The third step is to transpose EU rules that govern the choice of law used in civil and commercial disputes, known as the Rome I and II regulations.
The plans suggest that the legal industry's lobbying efforts have paid off, and the government is attempting to address the concerns raised.
The House of Lords, the UK Parliament's upper chamber, said in March that these three measures would amount to a "workable solution" in the event country dropped the recast Brussels I regulation.
The Lords' report was highly critical of the Ministry of Justice, describing the government's position at the time as "lacking a clear policy" and negligent of the potential impact of Brexit on cross-border disputes.
"It is encouraging that the government has chosen to listen to the concerns raised by the solicitor profession, and give civil justice cooperation the high priority it clearly needs," the UK's Law Society said in a statement today.
Keeping the benefits
The Lugano Convention is based on the Brussels I Regulation before it was recast in 2012, and is regarded as less effective.
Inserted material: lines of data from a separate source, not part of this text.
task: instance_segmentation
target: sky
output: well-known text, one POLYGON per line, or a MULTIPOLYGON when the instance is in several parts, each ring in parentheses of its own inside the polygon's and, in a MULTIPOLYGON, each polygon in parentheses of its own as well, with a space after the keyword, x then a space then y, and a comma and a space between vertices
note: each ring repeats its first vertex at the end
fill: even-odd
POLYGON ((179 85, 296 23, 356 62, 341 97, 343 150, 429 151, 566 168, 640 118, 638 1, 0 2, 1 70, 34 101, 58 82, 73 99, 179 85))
Therefore, the UK government wants to set up a bespoke arrangement that will maintain the benefits of the current EU regime.
"Existing international conventions can provide for rules in some areas, but they would not generally provide the more sophisticated and effective interaction, based on mutual trust between legal systems, that currently benefits both EU and UK business, families and individual litigants," the position paper published today says.
"The UK will therefore seek an agreement with the EU that allows for close and comprehensive cross-border civil judicial cooperation on a reciprocal basis, which reflects closely the substantive principles of cooperation under the current EU framework."
In short, the UK will exit the EU, yet seek a deal better than that available to Norway and Switzerland, raising doubts that EU leaders would agree to it.
EU Court of Justice
The decision to accede to the Lugano Convention also demonstrates a new-found flexibility on the role of the EU Court of Justice after Brexit.
Prime Minister Theresa May has continuously vowed to end the "direct" jurisdiction of the bloc's top court.
But countries that adhere to the convention must "pay due regard" to the Luxembourg court's decisions on the functioning of the convention.
May is already aware that an excessively rigid approach towards the court could scupper an agreement.
Today's announcement indicates the UK is ready to adopt a model that would see national courts mirror legal precedents set in Luxembourg. Indeed, the policy paper acknowledges the difficulty in escaping the influence of the bloc's top court.
"The UK and the EU will need to ensure future civil judicial cooperation takes into account regional legal arrangements, including the fact that the [Court of Justice of the European Union] will remain the ultimate arbiter of EU law within the EU," the paper says.
Tomorrow, the UK government will release a paper setting out its proposals for a future UK-EU dispute-resolution mechanism. Today's paper is further evidence that a relationship more akin to what Norway enjoys with the EU is in sight.